Çoğu kez ölümün bu hayattan bir kurtuluş olduğunu sanırdım. Ama değilmiş, anladım. İnsanın asıl öyküsünü anlatmadan ölmesinin, onu aslında hiç tanımayan, ama çok iyi tanıdıklarını iddia edenlerin insafına kalmasının sonsuz bir esaret olduğunu belki de ilk kez bu kadar derinden hissettim... Ve bu hissediş anından itibaren ölümle aramda korkunç bir yarış başladı... Aslında beni hiç tanımayan, ama tanıdıklarını iddia edenlerin insafına bırakmayacaktım hayatımı... Ölmeden önce öykümü anlatmalıydım. Sonsuza dek susturulmadan önce kim olduğumu bilmeliydi tanıyan, tanımayan...
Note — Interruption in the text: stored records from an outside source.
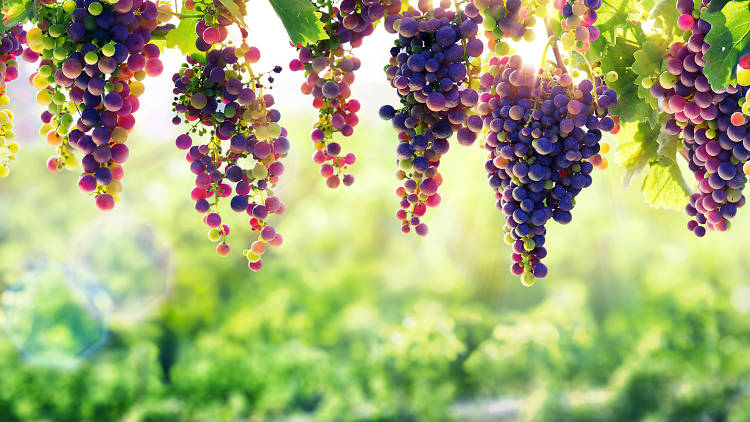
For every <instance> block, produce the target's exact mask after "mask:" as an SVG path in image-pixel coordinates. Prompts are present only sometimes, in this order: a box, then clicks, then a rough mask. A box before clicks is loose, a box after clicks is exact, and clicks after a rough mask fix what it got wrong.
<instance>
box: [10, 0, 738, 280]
mask: <svg viewBox="0 0 750 422" xmlns="http://www.w3.org/2000/svg"><path fill="white" fill-rule="evenodd" d="M413 3H414V4H411V3H409V2H408V1H405V0H336V1H334V0H314V1H309V2H307V1H298V0H274V1H272V2H271V5H272V6H273V8H274V10H275V12H276V14H277V15H278V16H279V17H280V18H281V21H282V24H283V25H284V27H285V29H286V31H287V33H288V35H289V41H290V45H291V47H290V48H291V49H294V50H293V51H294V52H295V58H294V59H293V60H292V61H291V62H290V63H289V68H290V69H291V70H292V71H295V72H300V74H303V75H304V81H302V83H301V86H300V91H301V92H302V93H303V94H305V95H310V96H311V97H312V105H313V108H314V109H315V110H316V112H317V119H316V120H315V122H314V123H313V125H312V126H313V127H312V131H311V133H310V139H311V140H312V149H311V150H310V152H311V153H312V157H313V161H314V162H315V163H316V164H318V165H319V166H320V167H319V173H320V174H321V175H322V176H323V177H324V179H325V184H326V185H327V186H328V187H330V188H336V187H338V186H340V185H341V184H343V185H345V186H349V185H351V184H352V183H353V182H354V174H353V172H352V166H353V165H354V164H355V162H356V157H355V154H354V152H353V151H354V150H355V148H354V145H351V143H349V142H347V141H346V140H347V139H351V138H350V137H351V136H352V135H353V134H354V132H355V127H357V125H358V123H359V121H360V119H361V118H362V116H363V114H362V113H368V114H369V115H374V114H375V111H374V110H362V108H363V107H362V105H361V104H360V102H359V101H357V100H356V99H354V98H352V90H351V87H352V84H353V82H354V80H355V76H354V75H355V72H357V71H359V72H361V69H362V67H364V66H368V63H366V62H364V63H363V61H362V60H360V58H358V57H357V56H356V55H355V51H356V52H357V54H358V55H359V56H361V54H359V52H361V51H363V50H364V46H363V44H364V43H363V40H364V39H365V38H366V37H368V36H370V35H371V34H373V33H375V31H377V30H380V28H383V30H384V31H385V32H387V33H389V34H392V35H393V36H394V38H393V43H394V44H393V46H392V47H391V48H390V50H389V51H388V52H381V53H382V57H383V59H384V60H387V63H386V66H385V67H384V72H385V78H384V79H385V81H384V82H383V83H384V85H383V86H390V88H391V89H393V92H395V94H396V95H397V97H398V103H397V104H395V105H384V106H382V107H381V108H380V109H379V111H378V115H379V116H380V117H381V118H383V119H384V120H387V121H389V122H390V125H391V126H392V127H393V128H394V129H395V130H396V133H397V135H396V137H397V140H398V142H397V143H396V145H395V155H396V157H395V158H396V161H397V164H398V169H397V171H396V177H397V179H398V180H399V182H400V183H401V185H400V186H398V187H397V188H396V195H397V198H398V201H399V207H398V210H397V212H396V217H397V219H398V221H399V227H400V230H401V231H402V232H404V233H409V232H412V231H414V232H415V233H416V234H418V235H420V236H424V235H426V234H427V232H428V225H427V222H428V220H429V218H430V217H429V215H428V213H427V210H428V209H429V208H432V207H436V206H438V205H439V204H440V202H441V201H442V199H441V196H440V193H439V192H438V191H439V188H440V186H441V184H442V181H443V177H444V176H449V175H445V174H443V171H442V170H443V169H444V167H441V163H443V162H444V160H445V159H450V157H449V156H448V154H447V153H448V151H449V149H450V147H451V144H452V143H454V142H458V143H459V144H461V145H465V146H471V145H473V144H475V143H476V144H479V146H480V147H481V148H482V149H483V150H484V153H485V154H486V157H487V160H486V162H485V164H484V169H485V170H486V173H487V180H488V182H489V185H490V188H491V189H492V192H493V194H494V198H495V200H496V206H497V207H498V209H500V210H501V211H502V213H503V216H504V218H503V221H502V225H503V230H504V233H505V240H506V241H507V242H508V244H509V245H510V246H511V248H512V250H513V252H512V254H511V261H512V262H511V273H513V274H516V275H519V276H520V277H521V281H522V283H523V284H525V285H531V284H532V283H533V282H534V280H535V279H536V278H542V277H544V276H546V275H548V273H550V272H551V270H550V269H548V268H547V266H546V264H545V263H543V262H542V261H543V259H544V258H545V257H546V255H547V253H548V251H547V249H546V245H547V244H546V240H547V238H548V237H549V236H553V235H555V234H554V232H553V231H554V229H553V227H552V226H550V225H548V224H547V223H548V221H549V220H553V221H556V222H558V223H561V224H567V223H569V222H571V220H572V217H573V214H572V210H573V209H574V207H575V204H576V199H577V198H578V195H580V194H581V192H583V191H584V190H585V189H586V188H587V187H589V186H591V185H592V184H593V183H595V172H594V170H595V169H599V170H605V169H607V168H608V163H609V160H610V159H613V160H614V162H615V163H617V164H619V165H621V166H622V167H624V168H625V171H626V172H625V179H624V182H625V184H626V185H630V184H632V182H633V181H635V180H636V179H637V178H639V177H641V176H640V175H643V176H642V177H641V179H640V180H641V183H640V185H641V191H642V192H643V195H644V198H645V200H646V201H647V202H648V203H649V204H651V205H653V206H656V207H664V208H670V209H675V210H685V211H686V212H687V214H688V215H689V216H690V217H691V218H690V221H689V222H688V224H687V226H688V228H689V229H690V231H692V232H693V233H694V234H695V235H697V236H699V237H702V236H704V235H705V234H706V232H707V231H711V230H713V231H725V230H727V229H729V228H730V225H731V224H730V220H731V219H732V218H734V217H735V216H736V215H737V213H738V209H739V208H741V207H742V206H743V205H744V204H745V201H746V200H745V197H744V195H743V193H742V192H743V189H744V187H745V185H746V183H747V176H748V175H750V164H748V163H749V162H750V120H749V119H750V90H749V89H748V86H749V85H750V36H748V34H750V8H748V7H746V6H747V0H735V1H717V0H713V1H702V2H693V1H691V0H676V1H672V0H662V1H660V2H653V1H652V2H649V1H642V2H625V1H622V0H612V1H605V2H602V1H601V0H551V1H546V0H456V1H455V2H451V1H448V0H441V1H440V2H439V4H438V5H437V6H436V7H434V6H433V3H432V2H431V1H429V0H418V1H415V2H413ZM248 7H252V3H246V2H245V1H243V0H215V1H208V0H185V1H184V2H183V3H182V4H174V5H171V4H167V3H166V2H164V1H163V0H111V1H110V0H107V1H102V0H43V1H39V2H34V1H32V0H2V10H3V21H2V26H0V35H1V37H0V83H1V85H0V108H2V109H0V177H6V176H8V175H9V170H8V169H9V164H10V161H12V160H13V159H14V158H15V154H16V153H17V152H18V150H19V146H18V143H17V141H16V140H14V133H13V119H14V113H13V111H12V105H11V104H10V99H9V97H8V95H7V92H6V84H7V83H9V82H11V81H13V80H15V79H17V78H18V76H19V67H18V62H17V60H19V59H22V60H24V61H26V62H29V63H36V65H35V71H34V72H33V73H32V74H30V75H26V76H28V80H29V81H30V83H31V84H32V85H33V86H34V87H35V88H36V89H37V90H38V93H37V96H36V99H37V102H38V103H39V104H41V105H42V106H44V107H45V108H46V110H45V111H44V112H43V113H42V115H41V120H42V125H41V127H40V134H41V136H42V138H43V139H44V140H45V141H46V142H47V143H48V144H49V145H51V146H52V147H53V148H54V154H53V155H52V157H50V158H49V160H48V161H47V167H48V168H49V170H52V171H55V172H57V171H60V170H62V169H69V170H74V169H79V168H80V169H81V174H80V177H79V178H78V186H79V188H80V189H81V190H82V191H83V192H84V193H86V194H88V195H90V196H92V197H93V198H94V200H95V203H96V206H97V207H98V208H99V209H101V210H103V211H106V210H110V209H112V208H113V207H114V206H115V204H116V203H117V202H118V201H120V198H121V196H120V194H121V192H122V189H123V185H122V179H123V164H124V163H125V162H126V161H127V159H128V156H129V153H130V149H131V148H132V147H134V145H132V142H129V137H130V136H129V135H130V132H131V130H132V129H133V128H134V126H135V124H136V119H135V113H136V112H137V111H138V109H139V107H140V101H139V97H140V96H141V95H142V94H143V93H144V92H145V87H146V84H145V83H144V81H145V79H146V77H147V76H150V77H158V76H159V75H160V74H161V73H162V72H163V70H164V67H165V65H164V64H163V63H162V61H161V58H160V55H161V52H162V50H163V49H165V48H167V49H168V48H178V49H179V50H180V51H181V53H182V55H183V56H184V62H183V63H182V65H181V66H180V67H179V69H170V70H169V72H170V73H172V74H173V77H172V83H173V94H174V98H173V102H172V109H173V111H174V117H173V123H174V124H175V125H177V126H179V127H180V128H182V133H181V134H180V135H179V136H177V138H176V140H175V144H176V146H177V148H178V149H179V150H182V151H184V153H185V158H186V160H187V162H188V166H189V168H190V171H191V172H192V173H193V174H194V176H195V180H194V184H193V186H192V188H191V190H190V197H191V199H192V200H193V202H194V208H195V209H196V210H197V211H198V212H199V213H200V214H202V215H203V222H204V223H205V224H206V225H207V226H209V233H208V238H209V239H210V240H211V241H212V242H215V243H216V252H217V254H218V255H220V256H227V255H228V254H229V253H230V250H231V248H230V246H229V237H230V227H229V225H228V224H226V221H225V220H226V219H225V218H222V216H224V214H223V211H222V209H223V207H224V205H225V204H227V206H228V208H229V209H231V210H233V211H235V212H241V213H245V214H246V215H247V218H248V224H249V226H250V230H251V231H252V232H253V233H254V235H253V240H252V241H251V243H250V244H249V245H248V246H247V248H245V249H244V255H245V256H246V257H247V258H248V267H249V268H250V269H251V270H254V271H257V270H259V269H260V268H261V267H262V256H264V254H265V252H266V248H267V247H269V246H270V247H274V246H279V245H280V244H281V243H282V242H283V238H282V236H281V235H280V234H279V233H277V231H276V228H275V227H274V225H272V223H271V218H272V216H273V215H274V214H282V213H283V212H284V210H285V205H284V204H283V203H282V202H281V200H280V199H279V198H278V197H277V196H276V193H275V190H276V187H277V184H278V183H279V179H280V176H282V174H283V173H284V164H282V160H283V159H284V158H285V157H286V156H287V154H288V152H289V150H290V140H289V139H290V138H291V137H292V135H293V134H290V133H289V132H288V131H287V130H286V129H285V128H283V127H282V125H281V123H280V122H281V113H280V111H279V109H280V108H281V105H282V104H283V103H284V102H286V100H287V99H285V98H274V96H273V95H271V92H272V88H273V85H274V82H275V79H276V78H278V76H277V74H278V73H280V72H281V71H282V67H281V66H274V67H271V68H270V69H269V70H268V71H265V72H263V71H259V70H258V69H256V68H253V66H257V62H258V60H259V58H260V48H259V47H261V48H262V47H263V46H262V45H261V44H259V43H258V41H257V40H256V41H253V42H251V41H250V39H249V38H250V34H252V31H250V30H249V29H252V28H248V26H247V25H246V23H245V20H244V18H245V17H246V15H248V14H249V9H248ZM24 28H26V30H24ZM26 31H28V32H26ZM540 33H546V38H544V39H538V38H539V34H540ZM545 40H546V41H547V44H546V46H545V47H544V51H543V52H542V58H541V63H540V64H539V66H533V65H530V64H529V62H530V60H528V59H527V58H526V57H524V49H526V48H527V47H528V46H529V45H531V43H534V42H536V41H539V42H541V43H543V42H544V41H545ZM549 49H551V50H552V54H549V55H548V54H547V53H548V52H549ZM290 52H291V50H290ZM277 102H278V103H279V104H278V108H277V104H276V103H277ZM15 118H17V114H16V117H15ZM454 139H455V141H454ZM477 140H479V142H476V141H477ZM610 145H613V147H612V148H610ZM610 149H612V150H614V151H613V154H610V153H609V151H610ZM608 154H610V155H609V156H608ZM680 161H684V163H685V164H684V165H682V164H680ZM681 165H682V167H687V168H688V169H689V170H690V172H691V173H692V176H693V179H694V180H695V181H694V183H692V185H693V186H692V189H691V186H690V185H691V183H688V182H687V181H686V180H685V178H684V177H683V173H682V168H681Z"/></svg>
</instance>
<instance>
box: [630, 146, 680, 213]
mask: <svg viewBox="0 0 750 422" xmlns="http://www.w3.org/2000/svg"><path fill="white" fill-rule="evenodd" d="M641 193H643V197H644V198H645V199H646V202H648V203H649V204H650V205H651V206H652V207H655V208H669V209H673V210H675V211H680V210H682V209H683V208H685V205H686V204H687V203H688V201H689V199H690V190H689V189H688V187H687V184H686V183H685V179H683V178H682V173H681V172H680V167H679V166H677V163H676V162H675V161H674V160H673V159H671V158H669V157H666V156H661V157H660V158H659V159H658V160H656V161H653V162H651V163H649V165H648V173H646V177H645V178H644V179H643V184H642V185H641Z"/></svg>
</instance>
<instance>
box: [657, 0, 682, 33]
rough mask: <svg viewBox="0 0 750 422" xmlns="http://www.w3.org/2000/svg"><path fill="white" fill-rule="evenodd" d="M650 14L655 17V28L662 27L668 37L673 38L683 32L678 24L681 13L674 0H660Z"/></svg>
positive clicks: (662, 28)
mask: <svg viewBox="0 0 750 422" xmlns="http://www.w3.org/2000/svg"><path fill="white" fill-rule="evenodd" d="M649 16H651V17H652V18H653V19H654V28H657V29H660V30H661V31H662V33H663V34H664V35H665V36H666V37H667V38H668V39H673V38H674V37H676V36H678V35H681V34H682V33H683V31H682V30H680V29H679V27H678V26H677V18H679V17H680V13H679V12H678V11H677V8H676V7H675V6H674V0H660V1H659V2H658V3H656V6H654V8H653V9H651V11H650V12H649Z"/></svg>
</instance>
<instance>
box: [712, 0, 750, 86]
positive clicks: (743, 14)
mask: <svg viewBox="0 0 750 422" xmlns="http://www.w3.org/2000/svg"><path fill="white" fill-rule="evenodd" d="M701 17H702V18H703V19H704V20H706V21H707V22H708V23H710V24H711V30H710V31H708V34H706V38H705V41H706V43H708V44H709V45H710V47H709V49H708V51H707V52H706V54H705V55H704V56H703V57H704V59H705V60H706V66H705V67H704V69H703V72H704V73H705V75H706V77H707V78H708V82H709V83H711V86H713V87H714V88H726V87H728V86H729V85H731V84H732V83H733V82H736V76H737V62H738V61H739V55H740V53H741V52H742V51H743V50H744V49H745V47H746V46H747V45H748V44H750V0H742V1H731V2H728V3H727V4H725V5H724V7H723V8H722V9H721V10H720V11H717V12H707V13H703V15H702V16H701Z"/></svg>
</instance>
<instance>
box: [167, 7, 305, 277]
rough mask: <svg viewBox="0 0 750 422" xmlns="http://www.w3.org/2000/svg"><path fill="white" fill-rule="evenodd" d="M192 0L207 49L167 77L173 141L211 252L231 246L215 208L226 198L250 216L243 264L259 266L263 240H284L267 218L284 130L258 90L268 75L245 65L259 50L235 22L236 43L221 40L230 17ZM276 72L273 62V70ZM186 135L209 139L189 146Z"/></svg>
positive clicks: (231, 20)
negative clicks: (251, 242)
mask: <svg viewBox="0 0 750 422" xmlns="http://www.w3.org/2000/svg"><path fill="white" fill-rule="evenodd" d="M191 6H192V7H191V9H193V10H197V11H200V12H201V13H203V15H204V17H203V19H201V20H200V21H199V22H198V24H197V25H196V32H197V34H198V39H197V41H196V46H197V47H198V49H199V50H201V51H205V52H206V53H205V55H204V54H196V55H194V56H192V57H191V56H188V57H187V58H186V63H184V64H183V65H182V67H181V69H180V70H179V72H177V73H176V74H174V76H173V77H172V79H173V81H174V94H175V100H174V102H173V109H174V111H175V113H176V114H177V116H176V117H175V118H174V120H173V123H174V124H178V125H179V124H182V123H183V120H184V123H185V124H186V125H187V133H184V134H181V135H179V136H178V137H177V139H176V145H177V147H178V148H179V149H181V150H187V155H186V159H187V161H188V163H190V171H191V172H192V173H194V174H195V187H194V188H193V190H192V192H191V193H190V196H191V198H192V199H193V200H194V201H195V209H196V211H198V212H199V213H201V214H203V222H204V223H205V224H206V225H207V226H209V227H210V229H209V232H208V238H209V240H211V241H213V242H217V246H216V253H217V254H218V255H219V256H227V255H229V253H230V246H229V243H228V242H227V240H228V236H229V233H230V227H229V226H228V225H227V224H224V223H223V222H222V218H221V214H220V208H219V204H220V202H222V199H223V198H227V199H224V200H223V201H229V208H231V209H232V210H233V211H235V212H241V213H246V214H247V215H248V216H249V225H250V228H251V230H252V231H253V232H255V233H257V235H258V238H257V240H255V241H254V242H253V243H252V244H251V245H250V247H249V248H248V249H245V251H244V252H243V253H244V255H245V256H246V257H247V259H248V267H249V268H250V269H251V270H253V271H258V270H260V269H261V267H262V265H263V262H262V259H261V257H262V256H263V254H264V253H265V251H266V247H267V245H269V246H279V245H281V243H282V241H283V238H282V236H281V234H279V233H277V232H276V230H275V229H274V227H273V226H272V225H270V224H269V223H268V221H267V219H268V218H269V216H271V215H273V214H282V213H283V212H284V204H283V203H282V202H281V201H280V200H279V198H278V197H277V196H275V194H274V192H273V188H274V187H275V186H276V183H277V182H278V179H279V176H281V174H282V173H283V172H284V165H283V164H282V163H281V161H280V160H281V158H283V157H286V155H287V153H288V151H289V147H290V144H289V140H288V139H287V138H286V136H287V131H286V129H284V128H283V127H281V126H280V125H279V123H278V122H279V120H280V119H281V113H279V111H278V110H276V109H273V108H271V107H272V106H273V105H274V99H273V96H272V95H271V94H263V89H264V88H266V89H267V88H269V86H268V85H267V84H271V83H272V82H273V76H269V75H256V74H255V73H254V72H253V70H252V68H251V66H250V65H251V64H252V63H255V62H257V61H258V59H259V58H260V51H259V50H258V49H257V48H255V47H250V46H249V45H247V43H246V42H245V41H244V38H245V37H246V36H247V31H246V30H245V29H244V28H241V33H242V36H243V42H242V44H241V45H240V46H239V47H234V46H232V45H231V42H230V41H228V40H227V34H228V27H229V26H230V25H232V24H233V21H232V20H231V19H230V18H229V14H228V12H227V11H226V10H225V9H224V8H223V7H219V6H215V5H214V4H213V3H202V2H195V3H194V4H192V5H191ZM279 71H281V68H280V67H276V68H275V69H274V71H273V72H279ZM273 72H272V73H271V75H272V74H273ZM193 137H196V138H197V139H196V141H197V140H198V138H203V137H206V138H207V139H208V141H207V142H206V143H199V144H198V145H193V142H194V141H193Z"/></svg>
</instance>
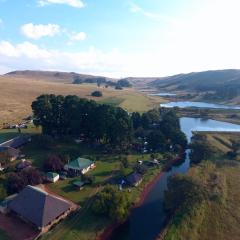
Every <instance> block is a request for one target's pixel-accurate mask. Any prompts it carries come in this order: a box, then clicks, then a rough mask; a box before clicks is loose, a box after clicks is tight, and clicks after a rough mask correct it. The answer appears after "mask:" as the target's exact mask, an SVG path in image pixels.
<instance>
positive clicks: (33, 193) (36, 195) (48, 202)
mask: <svg viewBox="0 0 240 240" xmlns="http://www.w3.org/2000/svg"><path fill="white" fill-rule="evenodd" d="M9 209H10V211H11V212H12V213H15V214H16V215H17V216H18V217H19V218H21V219H22V220H24V221H25V222H27V223H29V224H31V225H33V226H34V227H36V228H38V229H39V230H40V231H41V232H46V231H48V230H49V228H51V227H52V226H53V225H54V224H56V223H58V222H59V221H60V220H61V219H63V218H65V217H66V216H67V215H68V214H69V213H70V212H71V211H72V207H71V204H70V203H69V202H67V201H65V200H63V199H61V198H58V197H56V196H53V195H51V194H49V193H47V192H45V191H44V190H42V189H40V188H38V187H33V186H30V185H29V186H27V187H25V188H24V189H23V190H22V191H21V192H20V193H19V194H18V195H17V196H16V197H15V198H14V199H13V200H12V201H11V202H10V204H9Z"/></svg>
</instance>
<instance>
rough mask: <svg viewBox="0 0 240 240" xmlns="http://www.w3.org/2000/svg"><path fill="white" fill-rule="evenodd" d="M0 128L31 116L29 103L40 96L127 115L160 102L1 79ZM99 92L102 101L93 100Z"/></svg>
mask: <svg viewBox="0 0 240 240" xmlns="http://www.w3.org/2000/svg"><path fill="white" fill-rule="evenodd" d="M0 85H1V94H0V116H1V118H0V124H2V123H6V122H11V123H16V122H18V121H19V120H21V119H22V118H23V117H26V116H28V115H29V114H31V103H32V101H33V100H34V99H35V98H36V97H37V96H39V95H41V94H51V93H52V94H62V95H77V96H80V97H84V98H90V99H94V100H96V101H103V102H104V103H110V104H114V105H118V106H121V107H123V108H125V109H126V110H128V111H140V112H143V111H146V110H149V109H151V108H153V107H154V106H157V105H158V103H159V102H161V101H162V99H161V98H154V97H148V96H146V95H144V94H142V93H139V92H137V91H135V90H134V89H124V90H115V89H113V88H103V87H101V88H98V87H97V86H96V84H88V85H87V84H81V85H75V84H74V85H73V84H67V83H63V82H56V81H50V80H49V79H48V78H45V77H42V76H41V77H37V78H33V79H31V78H30V77H29V78H27V79H25V78H20V77H13V76H12V75H4V76H0ZM95 90H100V91H102V93H103V97H100V98H93V97H91V96H90V95H91V92H93V91H95Z"/></svg>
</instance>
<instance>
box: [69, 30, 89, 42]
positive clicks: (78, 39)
mask: <svg viewBox="0 0 240 240" xmlns="http://www.w3.org/2000/svg"><path fill="white" fill-rule="evenodd" d="M86 38H87V35H86V33H85V32H79V33H73V34H72V35H71V36H70V39H71V40H72V41H83V40H85V39H86Z"/></svg>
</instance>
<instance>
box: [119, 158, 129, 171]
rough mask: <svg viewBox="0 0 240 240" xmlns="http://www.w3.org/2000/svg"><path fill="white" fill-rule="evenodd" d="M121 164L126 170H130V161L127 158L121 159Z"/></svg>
mask: <svg viewBox="0 0 240 240" xmlns="http://www.w3.org/2000/svg"><path fill="white" fill-rule="evenodd" d="M120 162H121V164H122V166H123V167H124V168H128V167H129V161H128V159H127V157H121V158H120Z"/></svg>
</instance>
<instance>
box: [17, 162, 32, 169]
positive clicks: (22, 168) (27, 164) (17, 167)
mask: <svg viewBox="0 0 240 240" xmlns="http://www.w3.org/2000/svg"><path fill="white" fill-rule="evenodd" d="M31 165H32V163H31V162H30V161H27V160H25V161H21V162H20V163H18V164H17V166H16V168H17V169H24V168H27V167H30V166H31Z"/></svg>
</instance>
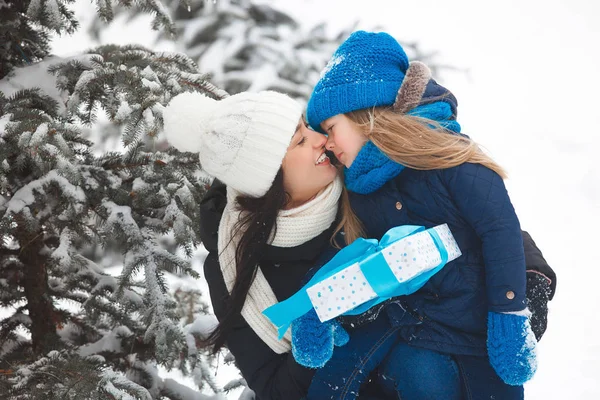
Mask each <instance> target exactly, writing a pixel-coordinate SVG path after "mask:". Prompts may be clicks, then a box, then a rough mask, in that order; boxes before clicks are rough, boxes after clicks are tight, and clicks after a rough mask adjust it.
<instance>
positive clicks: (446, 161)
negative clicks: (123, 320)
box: [334, 107, 507, 244]
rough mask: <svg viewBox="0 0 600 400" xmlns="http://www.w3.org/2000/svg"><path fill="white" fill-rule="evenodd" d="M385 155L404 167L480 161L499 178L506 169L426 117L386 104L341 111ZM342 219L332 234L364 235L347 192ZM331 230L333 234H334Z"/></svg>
mask: <svg viewBox="0 0 600 400" xmlns="http://www.w3.org/2000/svg"><path fill="white" fill-rule="evenodd" d="M345 115H346V116H347V117H348V118H349V119H350V120H351V121H352V122H354V123H355V124H356V125H358V127H359V128H360V129H361V131H362V133H363V134H364V135H365V136H366V137H367V139H368V140H370V141H371V142H373V144H374V145H375V146H377V147H378V148H379V149H380V150H381V151H382V152H383V153H385V154H386V155H387V156H388V157H389V158H391V159H392V160H394V161H396V162H397V163H399V164H402V165H404V166H405V167H408V168H412V169H417V170H433V169H445V168H452V167H456V166H457V165H460V164H464V163H473V164H481V165H483V166H485V167H487V168H489V169H491V170H492V171H494V172H496V173H497V174H498V175H500V176H501V177H502V178H503V179H505V178H506V177H507V175H506V172H505V171H504V169H502V167H501V166H500V165H498V164H497V163H496V162H495V161H494V160H492V158H491V157H490V156H488V155H487V154H485V153H484V152H483V151H482V150H481V149H480V148H479V146H478V145H477V143H475V142H474V141H473V140H471V139H469V138H467V137H465V136H461V135H453V134H451V133H449V132H448V131H446V130H444V129H443V128H442V127H441V126H440V124H439V123H437V122H436V121H433V120H429V119H426V118H419V117H415V116H411V115H406V114H399V113H397V112H394V111H393V110H392V109H390V108H387V107H376V108H372V109H363V110H357V111H352V112H350V113H347V114H345ZM341 211H342V219H341V221H340V223H339V225H338V226H337V228H336V230H335V233H338V232H339V231H340V230H342V229H343V230H344V232H345V241H346V243H347V244H350V243H352V242H353V241H354V240H355V239H356V238H358V237H361V236H364V232H363V226H362V224H361V222H360V220H359V219H358V217H357V216H356V214H355V213H354V211H353V210H352V207H351V206H350V201H349V199H348V192H347V191H346V189H345V188H344V192H343V193H342V198H341ZM335 233H334V236H335Z"/></svg>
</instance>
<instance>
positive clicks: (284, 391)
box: [200, 181, 374, 400]
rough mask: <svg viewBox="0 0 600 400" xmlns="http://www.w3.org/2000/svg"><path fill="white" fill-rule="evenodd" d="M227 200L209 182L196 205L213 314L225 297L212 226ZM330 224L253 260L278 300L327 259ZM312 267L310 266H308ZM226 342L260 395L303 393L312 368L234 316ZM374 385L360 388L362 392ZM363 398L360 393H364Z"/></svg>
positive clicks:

Peki bu mümkün müydü... İnsan birini deliler gibi severken kim olduğunu anlayabilir miydi... Sanmıyorum, insan bu haldeyken, sadece şunu söyler: Ne oldu bana, ne oldu...
Kendisiyle ilgili bütün doğrularını kaybeder. Bir başka akışa, damarında kapkara akan bir kana teslim olur... Çünkü dört sıvı vardır insan vücudunda. Biri de sevdadır. Sevda dedikleri kara, küçük bir kan pıhtısıdır. Gelir kalbin en içteki, en gizli bir yerine saplanır kalır. Ve oradan bütün vücuda yayılır. İşte o andan itibaren kan simsiyah akmaya başlar. Buna Süveydâ, denir... İçinizde, damarlarınızda bu kan aktığı sürece artık iflah olmazsınız. Kendinizden koparsınız. Bildiğiniz bütün zamanlardan. Gerçekliğinizden, dünya görüşünüzden, beklentilerinizden... Uyku tutmaz olur geceleri. Bitkin düşüp uyuduğunuzda yine onu görürsünüz o simsiyah kana bulanmış rüyalarınızda. Uyandığınızda yine onun ismiyle uyanırsınız. Mıh gibi saplanmıştır yüzü yüzünüze... Giderek delirdiğinizi, onu aklınızdan atamazsanız mahvolup gideceğinizi, artık buna bir son vermek gerektiğini söyleseniz bile nafiledir. İçinizdeki o ses ne derse desin, siz doğru bildiğinize değil, mahvoluşunuza doğru koşarsınız. Yanlışınıza... Bütün dünyevi arzularınızdan kopmuşsunuzdur. Beklentilerinizi, umutlarınızı, ihtiyaçlarınızı kendinizi silmişsinizdir. Bütün zamanların dışına çıkmışsınızdır... Hayatınız ortalık bir yerde kalmış, siz onun tersine doğru koşmaya başlamışsınızdır... Bilirsiniz, sizin için dünyanın en yanlış insanıdır o... Gerçekte sizi sevmiyordur. Sevmeyi bırakın, kim olduğunuzu bile bilmiyordur. Aşkınızın önünde küçük düşmemek için durmadan ona kendinizi anlatmaya çalışırsınız bu yüzden. Duymaz bile. O sürekli kendisiyle meşguldür çünkü. Dünyaya nasıl baktığınızın, düşlerinizin, arzularınızın, ihtiyaçlarınızın onun gözünde hiç önemi yoktur. Sizin ayrı, farklı bir insan olduğunuzun bile farkında değildir. O dünyayı kendi zihninde taşır. Ve sizi bu dünyasının parçası kılmaya çalışır...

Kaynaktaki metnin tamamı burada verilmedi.